ファウチ氏は首席医療顧問のほか、米国立アレルギー・感染症研究所(NIAID)の所長とNIAID免疫制御研究所長を退任する。同氏は声明で「将来の感染症の脅威に備え、次世代の科学的リーダーを育成していく」と述べた。
現在81歳のファウチ氏は、NIAID所長としての過去38年間、歴代7人の大統領のもとでエイズやエボラ出血熱、ジカ熱などの感染症対策に取り組んできた。トランプ前大統領やバイデン大統領のもとでは、中共ウイルス(新型コロナ)対策を指揮した。2008年には、当時のブッシュ大統領から「大統領自由勲章」を授与されている。

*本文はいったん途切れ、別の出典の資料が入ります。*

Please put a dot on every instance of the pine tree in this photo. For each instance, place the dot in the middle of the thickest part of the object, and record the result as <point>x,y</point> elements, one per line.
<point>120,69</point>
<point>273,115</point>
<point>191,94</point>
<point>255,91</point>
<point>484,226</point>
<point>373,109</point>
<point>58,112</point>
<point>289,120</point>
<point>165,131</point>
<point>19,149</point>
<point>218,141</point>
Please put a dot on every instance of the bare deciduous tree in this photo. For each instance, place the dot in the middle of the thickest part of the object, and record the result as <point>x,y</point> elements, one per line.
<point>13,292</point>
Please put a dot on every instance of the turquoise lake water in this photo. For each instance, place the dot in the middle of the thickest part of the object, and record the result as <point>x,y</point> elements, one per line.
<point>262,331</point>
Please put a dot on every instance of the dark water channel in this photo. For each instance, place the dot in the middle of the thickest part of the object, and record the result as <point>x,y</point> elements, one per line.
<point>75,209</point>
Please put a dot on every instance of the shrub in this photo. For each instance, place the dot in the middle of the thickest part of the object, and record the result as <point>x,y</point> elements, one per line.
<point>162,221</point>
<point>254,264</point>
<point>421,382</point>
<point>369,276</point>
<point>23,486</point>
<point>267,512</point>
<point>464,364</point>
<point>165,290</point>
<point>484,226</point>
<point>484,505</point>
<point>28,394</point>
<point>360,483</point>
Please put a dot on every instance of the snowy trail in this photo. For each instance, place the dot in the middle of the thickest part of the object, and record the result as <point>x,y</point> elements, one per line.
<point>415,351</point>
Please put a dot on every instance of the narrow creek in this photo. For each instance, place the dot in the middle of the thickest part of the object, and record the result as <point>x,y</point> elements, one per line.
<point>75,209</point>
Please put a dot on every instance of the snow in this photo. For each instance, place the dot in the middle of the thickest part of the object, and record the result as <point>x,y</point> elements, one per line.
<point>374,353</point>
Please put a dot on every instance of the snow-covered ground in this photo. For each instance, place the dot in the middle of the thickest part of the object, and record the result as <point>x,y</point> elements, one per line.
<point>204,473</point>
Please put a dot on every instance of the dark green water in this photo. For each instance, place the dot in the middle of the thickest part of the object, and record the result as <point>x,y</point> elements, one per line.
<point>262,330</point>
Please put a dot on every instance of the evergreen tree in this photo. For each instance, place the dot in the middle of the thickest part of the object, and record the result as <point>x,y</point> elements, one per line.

バイデン米大統領は「ファウチ博士の仕事に対する姿勢は揺るぎなく、比類なき精神力とエネルギーを持っている」「米国だけでなく、世界中の人々の命が救われた」と感謝の意を示した。
いっぽう、11月に行われる中間選挙で共和党が上院または下院で多数派を獲得すれば、パンデミック政策で調査が行われるとされており、ファウチ氏は追及を避けるために退任するとの指摘もある。